As it relates to cloud storage and cloud transfer, common attack vectors include use of stolen credentials, as well as taking advantage of poor or non-existent authentication mechanisms, said Lovejoy.
For instance, Kyndryl has seen numerous instances where cloud-based storage buckets were accessed due to absence of authentication controls.
“Clients mistakenly misconfigure cloud storage repositories to be publicly accessible,” she said, “and only learn about the mistake after data has already been obtained by threat actors.”
Likewise, cloud-based ecommerce platforms are often administered with only single-factor authentication at the edge, meaning that compromised credentials — often stemming from an unrelated compromise — allow threat actors access to data without providing a second identification factor.
“Single-factor authentication credentials present the same risk profile in the cloud as on-premises,” she said.

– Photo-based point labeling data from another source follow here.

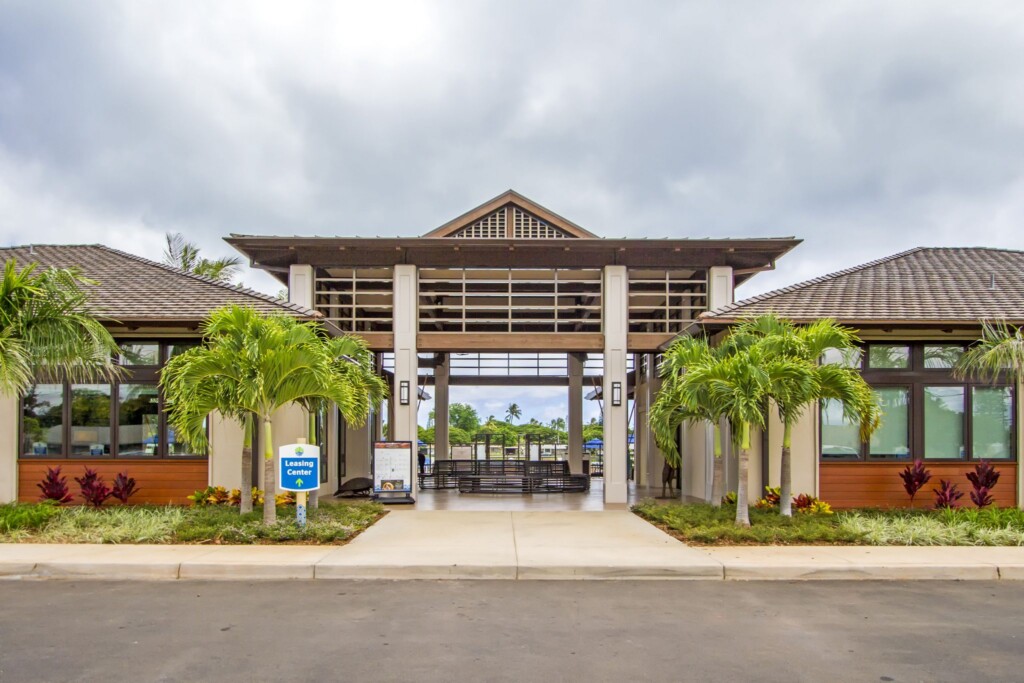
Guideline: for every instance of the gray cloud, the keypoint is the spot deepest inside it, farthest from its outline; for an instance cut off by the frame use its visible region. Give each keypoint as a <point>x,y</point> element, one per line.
<point>862,127</point>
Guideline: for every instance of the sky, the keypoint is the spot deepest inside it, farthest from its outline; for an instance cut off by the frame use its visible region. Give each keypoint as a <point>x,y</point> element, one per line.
<point>862,127</point>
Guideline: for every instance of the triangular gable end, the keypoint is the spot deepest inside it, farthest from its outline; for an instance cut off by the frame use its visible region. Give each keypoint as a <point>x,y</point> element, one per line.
<point>510,216</point>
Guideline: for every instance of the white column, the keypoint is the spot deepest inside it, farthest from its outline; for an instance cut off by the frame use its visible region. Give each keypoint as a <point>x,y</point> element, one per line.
<point>402,427</point>
<point>441,450</point>
<point>615,326</point>
<point>574,425</point>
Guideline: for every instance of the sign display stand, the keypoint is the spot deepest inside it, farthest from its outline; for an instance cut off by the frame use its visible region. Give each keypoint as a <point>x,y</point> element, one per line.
<point>394,467</point>
<point>299,472</point>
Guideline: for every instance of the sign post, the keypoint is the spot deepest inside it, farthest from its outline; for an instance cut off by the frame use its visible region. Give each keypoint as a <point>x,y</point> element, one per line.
<point>299,471</point>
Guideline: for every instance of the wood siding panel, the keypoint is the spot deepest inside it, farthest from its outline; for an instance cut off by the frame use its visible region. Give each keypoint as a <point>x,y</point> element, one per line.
<point>158,481</point>
<point>879,484</point>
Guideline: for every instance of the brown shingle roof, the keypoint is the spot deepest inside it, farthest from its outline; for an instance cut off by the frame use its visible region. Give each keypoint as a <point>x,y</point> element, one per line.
<point>133,289</point>
<point>924,285</point>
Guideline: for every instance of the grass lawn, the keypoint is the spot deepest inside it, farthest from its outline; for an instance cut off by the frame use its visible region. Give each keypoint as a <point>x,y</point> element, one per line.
<point>331,524</point>
<point>702,524</point>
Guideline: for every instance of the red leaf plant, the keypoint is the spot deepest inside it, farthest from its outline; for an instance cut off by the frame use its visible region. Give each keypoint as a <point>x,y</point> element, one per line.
<point>946,495</point>
<point>94,489</point>
<point>914,476</point>
<point>54,486</point>
<point>983,479</point>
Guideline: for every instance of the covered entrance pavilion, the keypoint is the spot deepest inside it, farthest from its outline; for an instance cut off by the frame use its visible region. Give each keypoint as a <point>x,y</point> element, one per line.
<point>503,286</point>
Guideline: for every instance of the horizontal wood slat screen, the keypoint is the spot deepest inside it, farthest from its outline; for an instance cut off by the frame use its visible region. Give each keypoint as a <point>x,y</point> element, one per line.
<point>159,482</point>
<point>879,484</point>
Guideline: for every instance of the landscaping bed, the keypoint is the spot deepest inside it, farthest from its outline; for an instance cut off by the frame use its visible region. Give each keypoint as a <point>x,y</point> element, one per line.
<point>46,522</point>
<point>702,524</point>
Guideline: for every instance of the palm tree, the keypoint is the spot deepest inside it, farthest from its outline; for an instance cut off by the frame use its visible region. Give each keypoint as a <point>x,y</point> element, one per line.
<point>680,401</point>
<point>794,391</point>
<point>184,256</point>
<point>252,366</point>
<point>46,331</point>
<point>999,352</point>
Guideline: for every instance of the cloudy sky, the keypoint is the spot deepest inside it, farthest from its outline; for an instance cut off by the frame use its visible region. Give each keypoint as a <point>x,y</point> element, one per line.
<point>862,127</point>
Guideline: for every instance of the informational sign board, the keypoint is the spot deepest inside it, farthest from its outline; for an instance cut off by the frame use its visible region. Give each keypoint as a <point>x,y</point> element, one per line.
<point>394,467</point>
<point>299,468</point>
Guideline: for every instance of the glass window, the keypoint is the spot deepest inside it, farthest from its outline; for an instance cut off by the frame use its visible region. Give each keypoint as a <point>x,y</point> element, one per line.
<point>176,447</point>
<point>90,419</point>
<point>944,422</point>
<point>892,438</point>
<point>179,347</point>
<point>139,353</point>
<point>991,423</point>
<point>847,357</point>
<point>942,355</point>
<point>889,356</point>
<point>138,415</point>
<point>42,420</point>
<point>840,438</point>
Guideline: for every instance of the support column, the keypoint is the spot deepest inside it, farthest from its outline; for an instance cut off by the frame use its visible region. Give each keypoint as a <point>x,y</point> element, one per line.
<point>402,428</point>
<point>615,326</point>
<point>574,426</point>
<point>441,371</point>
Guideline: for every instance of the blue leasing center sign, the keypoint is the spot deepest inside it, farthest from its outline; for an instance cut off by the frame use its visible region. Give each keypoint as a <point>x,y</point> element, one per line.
<point>299,469</point>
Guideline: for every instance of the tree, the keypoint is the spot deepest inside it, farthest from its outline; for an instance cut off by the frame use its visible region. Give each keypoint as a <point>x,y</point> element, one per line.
<point>46,331</point>
<point>793,391</point>
<point>251,366</point>
<point>184,256</point>
<point>678,402</point>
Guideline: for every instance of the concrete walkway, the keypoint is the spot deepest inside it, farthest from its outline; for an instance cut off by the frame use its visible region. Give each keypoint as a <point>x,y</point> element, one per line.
<point>509,546</point>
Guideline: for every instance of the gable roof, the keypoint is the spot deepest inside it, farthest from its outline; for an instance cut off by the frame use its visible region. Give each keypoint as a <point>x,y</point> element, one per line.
<point>132,289</point>
<point>921,286</point>
<point>489,219</point>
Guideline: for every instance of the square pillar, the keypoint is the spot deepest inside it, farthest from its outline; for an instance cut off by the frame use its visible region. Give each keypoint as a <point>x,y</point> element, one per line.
<point>615,327</point>
<point>574,426</point>
<point>402,426</point>
<point>441,371</point>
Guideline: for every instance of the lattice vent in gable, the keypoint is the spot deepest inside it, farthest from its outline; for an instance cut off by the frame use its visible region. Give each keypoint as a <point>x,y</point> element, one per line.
<point>527,226</point>
<point>491,226</point>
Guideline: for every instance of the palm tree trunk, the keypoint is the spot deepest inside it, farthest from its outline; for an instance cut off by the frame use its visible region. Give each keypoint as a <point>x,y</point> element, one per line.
<point>785,480</point>
<point>269,478</point>
<point>246,504</point>
<point>313,501</point>
<point>742,505</point>
<point>718,471</point>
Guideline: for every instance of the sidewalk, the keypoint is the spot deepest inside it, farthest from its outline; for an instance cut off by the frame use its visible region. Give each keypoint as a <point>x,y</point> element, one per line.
<point>508,546</point>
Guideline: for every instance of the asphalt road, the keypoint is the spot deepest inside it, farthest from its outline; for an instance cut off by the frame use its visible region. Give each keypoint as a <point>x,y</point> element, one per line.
<point>511,631</point>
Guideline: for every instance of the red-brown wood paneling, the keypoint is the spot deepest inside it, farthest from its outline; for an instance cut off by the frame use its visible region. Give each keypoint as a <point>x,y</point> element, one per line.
<point>158,481</point>
<point>879,484</point>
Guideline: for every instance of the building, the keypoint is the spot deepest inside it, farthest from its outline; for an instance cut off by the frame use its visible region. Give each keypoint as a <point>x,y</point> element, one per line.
<point>512,293</point>
<point>154,311</point>
<point>915,311</point>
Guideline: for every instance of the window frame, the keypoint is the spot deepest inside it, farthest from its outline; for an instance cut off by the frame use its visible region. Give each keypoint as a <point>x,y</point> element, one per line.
<point>915,377</point>
<point>148,375</point>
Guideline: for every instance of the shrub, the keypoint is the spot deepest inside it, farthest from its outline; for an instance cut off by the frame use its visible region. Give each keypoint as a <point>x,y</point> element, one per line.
<point>54,486</point>
<point>914,476</point>
<point>94,489</point>
<point>946,495</point>
<point>18,516</point>
<point>983,479</point>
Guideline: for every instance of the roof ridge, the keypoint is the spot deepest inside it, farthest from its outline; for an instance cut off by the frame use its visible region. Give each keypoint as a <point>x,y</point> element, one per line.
<point>807,283</point>
<point>209,281</point>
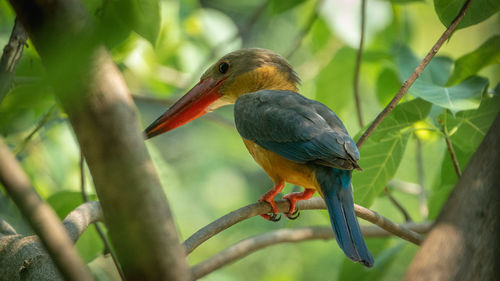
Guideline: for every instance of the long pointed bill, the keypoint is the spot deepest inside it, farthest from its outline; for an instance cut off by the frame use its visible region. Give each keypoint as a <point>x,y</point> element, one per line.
<point>191,106</point>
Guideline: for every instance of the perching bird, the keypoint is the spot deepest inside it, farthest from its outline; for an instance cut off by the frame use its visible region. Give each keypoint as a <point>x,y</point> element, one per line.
<point>294,139</point>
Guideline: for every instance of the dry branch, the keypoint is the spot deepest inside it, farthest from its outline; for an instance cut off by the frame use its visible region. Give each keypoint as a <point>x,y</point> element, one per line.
<point>249,211</point>
<point>416,73</point>
<point>252,244</point>
<point>41,218</point>
<point>93,94</point>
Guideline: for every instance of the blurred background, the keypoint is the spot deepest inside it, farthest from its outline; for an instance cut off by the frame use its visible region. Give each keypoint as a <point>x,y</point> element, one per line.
<point>205,169</point>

Proper access control, authentication
Generally, organizations should think of edge computing platforms as similar to the public cloud portion of their IT operations, said Edgio’s Yew. “Edge computing environments are still subject to many of the same threat vectors that must be managed in cloud computing.”
Organizations should use the latest TLS protocol and ciphers, he said. Care must also be taken to ensure that users are not overprovisioned, and that access control is carefully monitored.
Furthermore, edge environments must remain configured properly and secured using the latest authentication and encryption technologies to lower the risk of a data breach.
“The edge expands the perimeter beyond the cloud and closer to end users, but the framework still applies,” said Yew.
Zero trust critical
As with any comprehensive security infrastructure, Lovejoy pointed out, organizations will have to maintain a strong inventory of edge compute assets and have the ability to understand traffic flows between the edge compute system and the central systems it interacts with.
In this, zero trust is critical.
“Zero trust is typically not about implementing more or new security systems, but more to interconnect your existing security tools in a way that they work together,” said Lovejoy. “This will require organizations to change operating models from a siloed to more of a collaborative operation.”
Yew agreed: Do not assume users are trusted, he advised. Apply high levels of network security to segment users and devices. Use firewalls between devices and networks so that would-be attackers or malicious insiders cannot access privileged data or settings or move laterally within an environment.
Because edge computing systems are decentralized and distributed, it’s important to have tools with strong centralized control to reduce blind spots and ensure consistent policies are applied across all edge devices, he said. Strong analytic and streaming capabilities are also essential to detect and respond quickly to security events.
Secure coding practices should also be applied when developing edge applications, he said. Organizations should perform code reviews, automated testing and vulnerability scans. API endpoints must be protected via authentication and a positive security model, as well as against DDoS and malicious bots, he advised.
But not all bad news
Still, while edge computing may introduce some new security challenges, there are also several benefits from a security perspective, said Yew.
For example, a large DDoS attack that might otherwise take down an application hosted in an on-premises or regional cloud datacenter can more easily be routed away and scrubbed by an edge provider with scale.
“The ephemeral nature of serverless and function-as-a-service makes it nearly impossible for attackers to guess the right machine to attack, or the temporary data store to target,” he said. “Additionally, security can be enhanced when edge devices are part of a large global network with massive network and compute scale.”